Werftgründer R.C. Rickmers auf einem Gemälde. © NDR

Rickmers - Ein Leben für die Schifffahrt

Stand: 22.05.2023 19:54 Uhr

1834 gründet Rickmer Clasen Rickmers in Bremerhaven eine Werft. Das Familienunternehmen meistert über die Jahre viele Krisen. 2017 muss die Rickmers-Group allerdings Insolvenz anmelden und wird übernommen.

Das Herz hat immer Recht. Deshalb heiratet der Helgoländer Holzschiffbauer Rickmer Clasen Rickmers (1807-1886) seine Verlobte Margaretha Reimers 1831 auch ohne deren väterlichen Segen. Der Pfarrer auf der Insel weigert sich, das Paar zu trauen. Die Eltern der Brautleute hatten sich während der Besatzungszeit der Engländer zerstritten. Das Paar flüchtet von Helgoland und beschließt den Bund fürs Leben heimlich im ostfriesischen Esens.

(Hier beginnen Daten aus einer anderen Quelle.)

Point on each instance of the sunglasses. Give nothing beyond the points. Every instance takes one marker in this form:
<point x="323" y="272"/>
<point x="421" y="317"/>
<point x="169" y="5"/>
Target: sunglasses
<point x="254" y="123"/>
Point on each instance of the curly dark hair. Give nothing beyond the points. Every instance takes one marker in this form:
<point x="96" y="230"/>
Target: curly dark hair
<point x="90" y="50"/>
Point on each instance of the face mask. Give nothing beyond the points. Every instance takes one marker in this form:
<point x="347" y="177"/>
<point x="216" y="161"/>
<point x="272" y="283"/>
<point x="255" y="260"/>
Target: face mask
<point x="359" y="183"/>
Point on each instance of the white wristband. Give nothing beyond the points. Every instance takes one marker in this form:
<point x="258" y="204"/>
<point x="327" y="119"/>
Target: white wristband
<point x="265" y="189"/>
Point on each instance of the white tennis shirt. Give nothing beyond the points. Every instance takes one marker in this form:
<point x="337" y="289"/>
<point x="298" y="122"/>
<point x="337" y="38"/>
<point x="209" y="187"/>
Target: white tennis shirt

Nach Feierabend Boote auf eigene Rechnung gebaut

Rickmer Clasen Rickmers um 1850, der Gründer der Rickmers Werft in Bremerhaven. © Rickmers Group Foto: Rickmers Group
Ein Mann mit Unternehmergeist: der Helgoländer Rickmer Clasen Rickmers um 1850.

Sie ziehen 1932 nach Bremerhaven - damals eine junge aufstrebende Stadt, gebaut als neuer Hafen für Bremen. Rickmers findet eine Anstellung als Meisterknecht. Bei der an der Geeste gelegenen Cornelius Janssen Werft wird er Vorarbeiter. Doch der gelernte Schiffszimmermann will aufsteigen - und dafür arbeitet er hart: Er baut nach Feierabend Boote auf eigene Rechnung und verdient sein Geld zudem als Lotse. Sein Konfirmationsspruch ist dabei sein Lebensmotto: "Fürchte Gott, tue Recht, scheue niemand."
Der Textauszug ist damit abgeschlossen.